Consider implementing JSON schema validation for critical data:

public Boolean isValidMetadata(String jsonString) {
    try {
        Map<String, Object> parsed = (Map<String, Object>) JSON.deserializeUntyped(jsonString);
        // Validate required keys exist
        return parsed.containsKey('requiredField1') 
            && parsed.containsKey('requiredField2');
    } catch (Exception e) {
        return false;
    }
}

3. Size Management

Monitor field usage to avoid hitting the 131KB limit:

public void saveMetadata(String jsonData) {
    if (jsonData.length() > 130000) {
        throw new MetadataException('Metadata exceeds size limit');
    }
    // Proceed with save
}

4. Documentation

Always document the expected JSON structure:

/**
 * Metadata__c field structure:
 * {
 *   "source": "ExternalSystem",
 *   "processedDate": "2024-01-15",
 *   "attributes": {
 *     "category": "TypeA",
 *     "priority": "High"
 *   }
 * }
 */

5. Type Safety

Create wrapper classes for complex structures:

public class DocumentMetadata {
    public String source;
    public DateTime processedDate;
    public Map<String, String> attributes;
    
    public static DocumentMetadata parse(String jsonString) {
        return (DocumentMetadata) JSON.deserialize(
            jsonString, 
            DocumentMetadata.class
        );
    }
}

Common Pitfalls to Avoid

  1. Using JSON fields for queryable data - This defeats the purpose and creates maintenance nightmares

  2. Storing sensitive data - JSON fields bypass field-level security

  3. Neglecting error handling - Invalid JSON will break your application

  4. Over-nesting structures - Keep JSON reasonably flat for maintainability

  5. Missing data migration strategy - Plan for structure evolution

  6. Ignoring governor limits - Large JSON processing can hit CPU limits

Conclusion

The JSON field storage pattern provides a powerful solution for managing non-transactional, display-oriented data in Salesforce.
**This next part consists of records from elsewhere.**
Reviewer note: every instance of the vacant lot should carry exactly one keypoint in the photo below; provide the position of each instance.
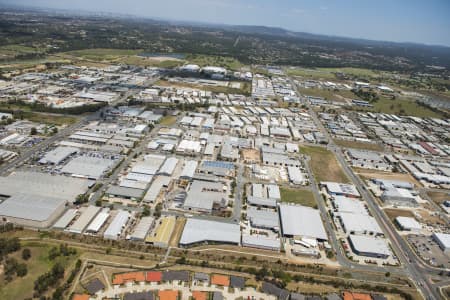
(359, 145)
(168, 120)
(298, 196)
(393, 213)
(369, 174)
(177, 231)
(438, 197)
(324, 164)
(38, 264)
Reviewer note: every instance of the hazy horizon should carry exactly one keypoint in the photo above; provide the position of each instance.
(411, 21)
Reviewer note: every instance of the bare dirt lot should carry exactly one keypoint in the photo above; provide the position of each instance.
(368, 174)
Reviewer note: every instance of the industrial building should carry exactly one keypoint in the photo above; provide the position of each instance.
(301, 221)
(200, 231)
(37, 199)
(341, 189)
(84, 219)
(369, 246)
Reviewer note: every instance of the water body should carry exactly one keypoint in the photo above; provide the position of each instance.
(160, 54)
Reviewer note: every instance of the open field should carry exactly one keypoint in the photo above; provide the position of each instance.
(324, 164)
(328, 94)
(400, 107)
(358, 145)
(210, 60)
(168, 120)
(438, 197)
(298, 196)
(38, 264)
(245, 87)
(164, 62)
(99, 54)
(177, 231)
(393, 213)
(369, 174)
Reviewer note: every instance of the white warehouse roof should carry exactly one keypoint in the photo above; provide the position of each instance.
(197, 231)
(297, 220)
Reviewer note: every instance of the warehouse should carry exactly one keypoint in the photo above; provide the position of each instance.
(264, 219)
(84, 219)
(398, 197)
(408, 224)
(37, 199)
(88, 166)
(32, 210)
(341, 189)
(200, 231)
(261, 242)
(58, 155)
(169, 166)
(98, 222)
(301, 221)
(369, 246)
(443, 240)
(359, 224)
(117, 225)
(203, 195)
(142, 228)
(66, 219)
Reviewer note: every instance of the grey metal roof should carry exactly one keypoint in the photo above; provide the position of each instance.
(43, 184)
(196, 231)
(297, 220)
(31, 207)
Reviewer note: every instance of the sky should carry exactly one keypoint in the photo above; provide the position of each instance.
(419, 21)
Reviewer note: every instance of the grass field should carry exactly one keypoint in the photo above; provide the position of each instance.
(298, 196)
(245, 87)
(38, 264)
(358, 145)
(218, 61)
(168, 120)
(394, 213)
(400, 107)
(328, 94)
(102, 54)
(324, 164)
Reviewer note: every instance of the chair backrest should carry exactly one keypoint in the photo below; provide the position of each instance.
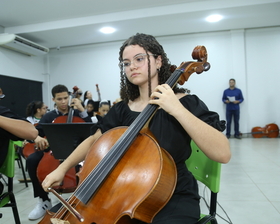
(204, 169)
(8, 167)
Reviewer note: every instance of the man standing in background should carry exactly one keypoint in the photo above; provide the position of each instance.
(232, 97)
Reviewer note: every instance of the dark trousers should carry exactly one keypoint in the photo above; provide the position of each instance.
(32, 163)
(235, 114)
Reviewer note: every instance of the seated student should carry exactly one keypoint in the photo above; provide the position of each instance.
(61, 98)
(12, 127)
(35, 111)
(103, 109)
(144, 69)
(90, 108)
(87, 97)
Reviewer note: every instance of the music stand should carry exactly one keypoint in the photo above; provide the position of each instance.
(63, 138)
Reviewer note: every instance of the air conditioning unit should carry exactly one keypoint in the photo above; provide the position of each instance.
(21, 45)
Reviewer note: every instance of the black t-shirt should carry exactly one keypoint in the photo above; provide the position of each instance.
(6, 136)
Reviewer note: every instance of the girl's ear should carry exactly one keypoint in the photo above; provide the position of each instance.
(159, 61)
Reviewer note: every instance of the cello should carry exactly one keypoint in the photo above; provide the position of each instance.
(111, 188)
(270, 130)
(48, 163)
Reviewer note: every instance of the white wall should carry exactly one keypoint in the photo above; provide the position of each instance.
(25, 67)
(249, 56)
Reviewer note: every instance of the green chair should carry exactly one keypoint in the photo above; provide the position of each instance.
(207, 172)
(18, 147)
(7, 199)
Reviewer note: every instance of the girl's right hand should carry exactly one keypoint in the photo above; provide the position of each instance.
(54, 178)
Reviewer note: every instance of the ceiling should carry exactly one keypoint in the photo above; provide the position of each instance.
(64, 23)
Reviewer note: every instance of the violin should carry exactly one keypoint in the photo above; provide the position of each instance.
(98, 92)
(111, 188)
(48, 163)
(270, 130)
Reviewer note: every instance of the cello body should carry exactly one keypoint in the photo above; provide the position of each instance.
(48, 163)
(138, 187)
(270, 130)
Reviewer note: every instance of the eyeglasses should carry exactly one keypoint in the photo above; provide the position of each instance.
(138, 61)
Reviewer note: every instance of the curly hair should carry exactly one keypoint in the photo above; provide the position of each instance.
(149, 43)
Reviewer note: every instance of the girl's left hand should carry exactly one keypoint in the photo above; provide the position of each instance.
(165, 98)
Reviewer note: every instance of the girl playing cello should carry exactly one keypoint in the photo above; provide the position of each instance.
(181, 117)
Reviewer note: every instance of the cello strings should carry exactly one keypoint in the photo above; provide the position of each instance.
(114, 154)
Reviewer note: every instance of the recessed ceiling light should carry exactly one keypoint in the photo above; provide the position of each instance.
(107, 30)
(214, 18)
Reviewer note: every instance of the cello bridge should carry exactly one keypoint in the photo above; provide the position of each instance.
(58, 221)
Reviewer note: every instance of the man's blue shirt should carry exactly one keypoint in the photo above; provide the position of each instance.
(233, 93)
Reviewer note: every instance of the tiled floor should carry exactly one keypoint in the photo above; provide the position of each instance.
(249, 192)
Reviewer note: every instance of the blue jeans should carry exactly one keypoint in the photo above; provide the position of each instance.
(235, 114)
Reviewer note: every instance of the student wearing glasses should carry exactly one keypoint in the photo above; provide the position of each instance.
(35, 111)
(144, 68)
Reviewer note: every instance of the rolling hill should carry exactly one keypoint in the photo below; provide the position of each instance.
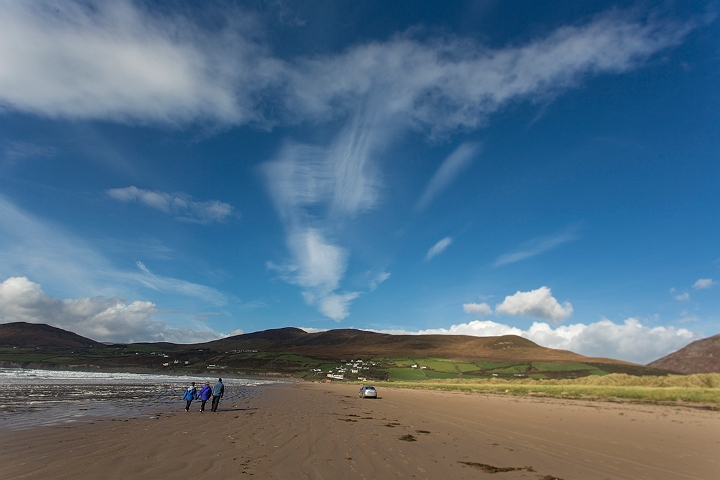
(39, 335)
(701, 356)
(292, 351)
(348, 343)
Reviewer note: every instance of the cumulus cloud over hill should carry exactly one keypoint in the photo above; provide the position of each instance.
(536, 303)
(631, 340)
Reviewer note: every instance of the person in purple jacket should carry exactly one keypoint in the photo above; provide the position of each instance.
(205, 395)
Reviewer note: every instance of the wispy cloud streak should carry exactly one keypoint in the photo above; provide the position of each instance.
(453, 165)
(180, 204)
(167, 69)
(536, 246)
(438, 248)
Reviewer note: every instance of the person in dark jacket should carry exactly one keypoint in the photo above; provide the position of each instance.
(190, 395)
(205, 395)
(218, 392)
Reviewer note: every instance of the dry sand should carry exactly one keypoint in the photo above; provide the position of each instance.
(323, 431)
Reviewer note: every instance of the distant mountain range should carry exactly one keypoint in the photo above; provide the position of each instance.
(293, 351)
(34, 335)
(701, 356)
(339, 343)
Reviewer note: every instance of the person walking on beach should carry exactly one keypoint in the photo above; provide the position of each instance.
(218, 391)
(205, 395)
(190, 395)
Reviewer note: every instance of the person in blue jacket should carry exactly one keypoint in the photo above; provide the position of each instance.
(205, 395)
(190, 395)
(218, 392)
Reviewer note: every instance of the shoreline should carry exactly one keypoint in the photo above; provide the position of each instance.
(309, 430)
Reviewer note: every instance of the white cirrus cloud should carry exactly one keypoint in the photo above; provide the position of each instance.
(438, 248)
(704, 283)
(479, 308)
(631, 340)
(128, 62)
(14, 152)
(317, 267)
(379, 278)
(536, 246)
(99, 318)
(183, 206)
(452, 166)
(536, 303)
(682, 297)
(46, 252)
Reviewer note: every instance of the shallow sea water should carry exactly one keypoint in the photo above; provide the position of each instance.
(31, 398)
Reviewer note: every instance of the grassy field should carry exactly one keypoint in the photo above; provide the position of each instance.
(699, 388)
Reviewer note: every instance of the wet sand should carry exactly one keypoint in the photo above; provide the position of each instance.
(323, 431)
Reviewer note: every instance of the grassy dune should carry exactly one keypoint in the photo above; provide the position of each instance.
(699, 388)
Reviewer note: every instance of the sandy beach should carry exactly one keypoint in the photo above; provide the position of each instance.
(322, 431)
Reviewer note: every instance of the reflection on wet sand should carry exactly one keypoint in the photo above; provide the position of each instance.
(30, 398)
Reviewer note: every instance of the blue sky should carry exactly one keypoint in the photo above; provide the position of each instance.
(175, 173)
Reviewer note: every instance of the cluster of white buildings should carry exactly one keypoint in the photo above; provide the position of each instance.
(355, 367)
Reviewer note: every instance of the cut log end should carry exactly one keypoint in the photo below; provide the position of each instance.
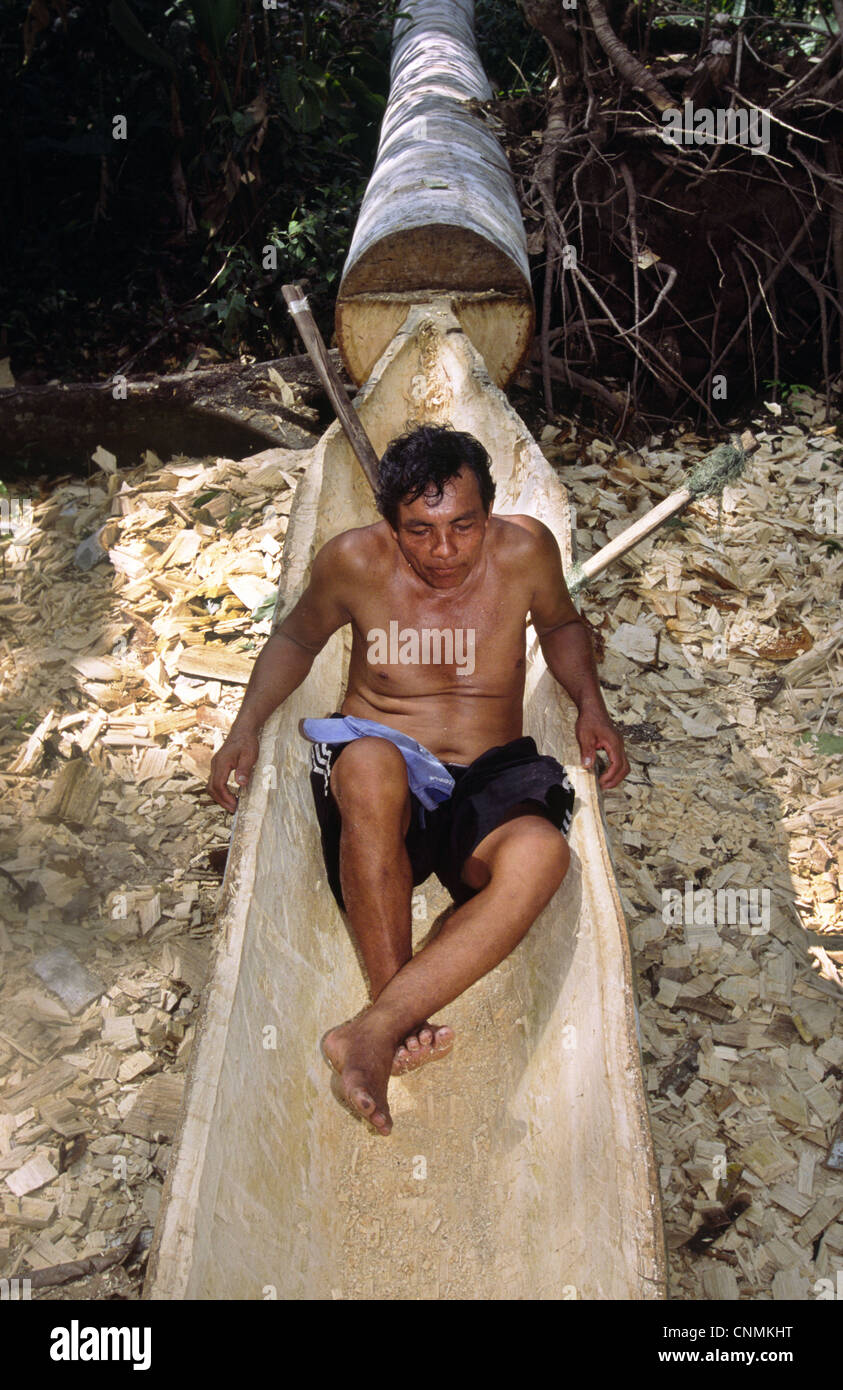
(500, 325)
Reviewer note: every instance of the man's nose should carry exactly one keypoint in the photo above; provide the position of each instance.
(443, 545)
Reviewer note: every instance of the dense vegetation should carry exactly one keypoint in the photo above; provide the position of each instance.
(171, 166)
(245, 128)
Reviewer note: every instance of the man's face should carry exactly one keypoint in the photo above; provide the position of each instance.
(441, 537)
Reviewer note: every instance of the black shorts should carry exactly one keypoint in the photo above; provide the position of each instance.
(440, 841)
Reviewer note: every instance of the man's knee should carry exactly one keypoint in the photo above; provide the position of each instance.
(370, 776)
(532, 843)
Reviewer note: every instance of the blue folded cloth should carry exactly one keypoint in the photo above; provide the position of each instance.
(429, 779)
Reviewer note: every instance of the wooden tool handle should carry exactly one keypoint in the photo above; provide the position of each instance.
(330, 378)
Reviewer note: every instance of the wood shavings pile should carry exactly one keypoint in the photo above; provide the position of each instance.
(724, 665)
(722, 651)
(118, 680)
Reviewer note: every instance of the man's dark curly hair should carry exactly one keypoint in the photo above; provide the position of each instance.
(423, 460)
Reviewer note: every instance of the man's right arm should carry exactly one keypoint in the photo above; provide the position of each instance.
(283, 665)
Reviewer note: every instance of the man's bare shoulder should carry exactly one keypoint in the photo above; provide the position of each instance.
(352, 553)
(522, 537)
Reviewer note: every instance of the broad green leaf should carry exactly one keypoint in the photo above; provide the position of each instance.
(824, 744)
(132, 32)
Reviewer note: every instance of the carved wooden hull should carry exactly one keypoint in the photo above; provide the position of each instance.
(520, 1166)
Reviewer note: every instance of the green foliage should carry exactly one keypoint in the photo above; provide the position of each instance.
(788, 389)
(828, 745)
(246, 128)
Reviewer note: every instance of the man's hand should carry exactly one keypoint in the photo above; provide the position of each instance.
(596, 730)
(237, 755)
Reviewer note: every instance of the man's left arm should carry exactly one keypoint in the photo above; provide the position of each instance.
(568, 651)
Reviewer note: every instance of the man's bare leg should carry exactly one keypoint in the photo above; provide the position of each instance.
(520, 865)
(370, 787)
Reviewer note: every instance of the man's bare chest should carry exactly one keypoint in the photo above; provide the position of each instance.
(398, 634)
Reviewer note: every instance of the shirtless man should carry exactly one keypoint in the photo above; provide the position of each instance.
(440, 562)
By understanding when and how to apply this pattern, development teams can build more flexible, maintainable applications while avoiding the overhead of excessive custom fields and objects.

Remember: This pattern complements, not replaces, proper data modeling. Use it judiciously for the right use cases to maximize its benefits while maintaining system integrity and performance.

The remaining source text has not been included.